I theory, you might be able to get there through the WFCM, and not engineer it....You can engineer and stay in the IRC.....The engineer just approves the structure that exceeds what you can verify.....


----------



## PoleBarnGuru

Actually the IRC as a prescriptive Code does not apply to post frame construction. Post frame buildings can be designed under the IBC, however the really should be engineered, which is typically included if you get a post frame building kit package from a reputable vendor.


----------



## Keystone

This is one of my pet peeves and looks to continue, not prescriptive so a Design Professional required. Glad & sad to read I'm not the only one who sees this issue.


----------



## my250r11

Keystone said:


> This is one of my pet peeves and looks to continue, not prescriptive so a Design Professional required.



AGREED!


----------



## my250r11

If not prescriptive in IRC then use the IBC which would require engineering to prove it meets the load requirement for the structure in the area it is in. IMHO


----------



## ICE

I worked for a pole barn builder in my youth.  What a scary damned dangerous outfit that was.  We didn't have permits or plans and some of the barns were enormous.  What has changed that made the barns so complicated?


----------



## Keystone

I haven't been involved with any pole barn prior to ICC however IMO it's ICC that has made pole barns so complicated. Not prescriptive, large structure, and with lumber quality seemingly going down it makes the prospect of these pole barns daunting. 

We still have a number of folks submitting plans assuming 3000PSF footing/pier capacity.


----------



## CityKin

My state (Ohio) has amended the 2009 IRC to add Section 324 at the end of Chapter 3.  Maybe something like this should be added to the IRC.

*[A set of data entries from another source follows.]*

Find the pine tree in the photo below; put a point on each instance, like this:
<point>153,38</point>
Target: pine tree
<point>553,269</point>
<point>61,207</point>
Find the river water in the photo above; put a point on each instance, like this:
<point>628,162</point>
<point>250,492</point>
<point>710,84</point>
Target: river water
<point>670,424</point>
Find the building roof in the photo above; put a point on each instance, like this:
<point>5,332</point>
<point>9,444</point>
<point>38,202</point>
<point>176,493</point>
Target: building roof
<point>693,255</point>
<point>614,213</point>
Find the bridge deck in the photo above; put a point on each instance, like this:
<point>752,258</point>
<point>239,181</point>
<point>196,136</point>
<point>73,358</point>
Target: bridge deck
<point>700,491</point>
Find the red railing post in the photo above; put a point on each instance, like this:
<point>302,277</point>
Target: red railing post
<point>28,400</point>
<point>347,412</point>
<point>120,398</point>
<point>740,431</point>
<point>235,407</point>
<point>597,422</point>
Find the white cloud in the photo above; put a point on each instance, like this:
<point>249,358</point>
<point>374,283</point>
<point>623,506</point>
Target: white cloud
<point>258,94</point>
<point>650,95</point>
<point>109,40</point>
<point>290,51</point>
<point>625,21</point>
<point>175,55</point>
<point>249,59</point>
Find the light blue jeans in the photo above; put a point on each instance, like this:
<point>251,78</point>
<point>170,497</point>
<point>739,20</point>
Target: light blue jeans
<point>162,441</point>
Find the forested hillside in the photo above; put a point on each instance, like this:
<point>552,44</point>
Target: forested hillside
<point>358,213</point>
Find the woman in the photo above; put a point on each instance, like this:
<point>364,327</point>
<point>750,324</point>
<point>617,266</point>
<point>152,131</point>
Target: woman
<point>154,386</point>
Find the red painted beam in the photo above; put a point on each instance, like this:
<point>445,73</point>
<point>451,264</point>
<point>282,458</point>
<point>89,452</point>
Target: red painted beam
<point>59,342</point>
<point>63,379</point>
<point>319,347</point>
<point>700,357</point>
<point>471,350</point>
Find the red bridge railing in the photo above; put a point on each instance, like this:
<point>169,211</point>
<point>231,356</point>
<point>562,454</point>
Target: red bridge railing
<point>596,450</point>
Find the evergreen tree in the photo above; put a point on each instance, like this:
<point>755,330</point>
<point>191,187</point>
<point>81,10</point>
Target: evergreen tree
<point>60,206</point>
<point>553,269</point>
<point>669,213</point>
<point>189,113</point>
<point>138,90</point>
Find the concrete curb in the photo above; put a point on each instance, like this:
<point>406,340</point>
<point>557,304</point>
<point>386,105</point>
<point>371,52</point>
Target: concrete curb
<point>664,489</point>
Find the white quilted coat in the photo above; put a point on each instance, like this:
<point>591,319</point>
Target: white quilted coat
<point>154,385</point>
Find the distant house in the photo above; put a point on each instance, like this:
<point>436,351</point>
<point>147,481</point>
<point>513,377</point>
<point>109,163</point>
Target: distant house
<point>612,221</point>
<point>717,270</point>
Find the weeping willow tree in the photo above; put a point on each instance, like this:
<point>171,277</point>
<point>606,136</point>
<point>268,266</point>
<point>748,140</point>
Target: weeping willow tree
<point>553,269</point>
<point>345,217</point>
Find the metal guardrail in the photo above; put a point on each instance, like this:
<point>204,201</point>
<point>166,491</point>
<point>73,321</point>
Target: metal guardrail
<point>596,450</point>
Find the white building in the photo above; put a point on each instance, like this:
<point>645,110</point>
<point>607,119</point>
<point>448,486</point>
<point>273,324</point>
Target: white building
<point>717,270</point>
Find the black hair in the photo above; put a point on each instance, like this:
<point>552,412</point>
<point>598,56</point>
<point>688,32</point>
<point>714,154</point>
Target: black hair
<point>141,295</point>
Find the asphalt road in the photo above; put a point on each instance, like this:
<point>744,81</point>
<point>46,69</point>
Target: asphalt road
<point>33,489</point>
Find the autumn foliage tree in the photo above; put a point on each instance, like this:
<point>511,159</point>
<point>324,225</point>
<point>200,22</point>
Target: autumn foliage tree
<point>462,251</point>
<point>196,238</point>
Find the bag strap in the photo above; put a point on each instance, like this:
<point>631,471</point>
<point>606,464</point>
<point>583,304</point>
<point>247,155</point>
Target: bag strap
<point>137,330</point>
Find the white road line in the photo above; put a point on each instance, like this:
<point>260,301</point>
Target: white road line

Section 324 Post Frame Accessory Structures
Prescriptive construction method for single story, maximum building width of 36', maximum wall height of 16', maximum post spacing 8'.  It spells out post spacing, footer sizes and depths, sheathing, roofing etc...


----------



## Keystone

CityKin, with the wide use of pole barns it makes sense to have prescriptive provisions. Congrats to Ohio for the steps ahead of ICC. Would seem a code proposal may be useful.


----------



## fatboy

The Colorado Chapter has a guide that is used by many jurisdictions without additional engineering. (There is a disclaimer on it that some jurisdictions may require additional engineering.) We accept it, as does the County that we are in.

https://coloradochaptericc.org/app/uploads/2016/10/2012-pole-barn.pdf


----------